Celine Pannuti: The first one is on your growth rate of 3% to 5%. You said we wanted to improve the quantum or through the credit it, but there was no specific volume targets of volume ambitions. So I’m a bit surprised by this because we have had in the past, Unilever strategy where volume was really the center of the strategy, both in terms of top line market share gain. And so can you elaborate on that? And specifically, I thought that was interesting, the point you made on premiumization driving mix and driving gross margin at the same time, do you think that the portfolio of Unilever and its brand, and I’m thinking as well given 60% of the footprint in emerging markets, is the right portfolio right now to drive that premiumization at scale.

My second question is on next year.
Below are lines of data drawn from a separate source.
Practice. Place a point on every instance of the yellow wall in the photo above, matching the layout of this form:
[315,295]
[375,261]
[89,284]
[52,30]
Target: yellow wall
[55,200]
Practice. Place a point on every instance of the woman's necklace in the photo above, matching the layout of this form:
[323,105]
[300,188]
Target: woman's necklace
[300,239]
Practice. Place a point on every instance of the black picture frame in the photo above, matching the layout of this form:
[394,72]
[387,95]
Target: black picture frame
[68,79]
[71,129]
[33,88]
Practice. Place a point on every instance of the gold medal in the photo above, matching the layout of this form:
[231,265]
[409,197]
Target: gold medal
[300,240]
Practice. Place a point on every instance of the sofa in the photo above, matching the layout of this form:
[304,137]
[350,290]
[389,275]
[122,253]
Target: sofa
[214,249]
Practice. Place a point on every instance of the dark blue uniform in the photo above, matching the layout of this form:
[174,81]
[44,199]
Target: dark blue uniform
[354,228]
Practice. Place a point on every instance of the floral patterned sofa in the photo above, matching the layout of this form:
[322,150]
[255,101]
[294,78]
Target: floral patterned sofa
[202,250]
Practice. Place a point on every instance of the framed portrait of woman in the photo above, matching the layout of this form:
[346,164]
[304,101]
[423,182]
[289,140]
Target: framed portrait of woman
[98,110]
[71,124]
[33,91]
And if I look at the balance of potential of easing cost inflation and how that fits to the P&L. We are looking at cost deflation. Some of that has already been evident in some of your emerging markets where yourself and competitors have all other prices. If I look at next year, model, I could have a huge gross margin expansion next year. But obviously, it will depend on how much reinvestment will be made in terms of pricing or promotion. Can you take talk about that, how we should look at this equilibrium for ’24 period?

Hein Schumacher: I noted that three questions. One is around the composition of our medium-term 3% to 5% between sales and volume, question around innovation and premiumization, and the third one on the 2024 financial framework. I’ll take the one on innovation. And Graeme will take the one on the growth target and the 2024 financial framework. So, on innovation and premiumization, and I think this builds a bit on the question of Karel. Yes, we have around 450 brands or so, but don’t forget that once again, 30 top brands constitute 70% of the total turnover and are growing faster. So that’s number one. Secondly, I talked about big innovation and technology platforms. And I called out three or so they do fuel essentially almost all of the portfolio.

So we’re not I would say, diluting our R&D efforts too much, at least that’s not in the plan. In fact, we’re trying to bring that somewhat more together. And if you think about brands, so for example, Dirt is Good. We call it Dirt is Good, but it could be Persil in one country. It could be OMO in another country. It could be Surf in another country. But these different brands originate technology-wise and innovation-wise, obviously, from a very coherent innovation strategy that is enabled by the new organization. So I think that about fragmentation. And I think we have a pretty strong handle on that one. Then on premiumization, just a quick one, actually, we see premiumization across the emerging market world. That is an important theme, and we clearly want to participate in that.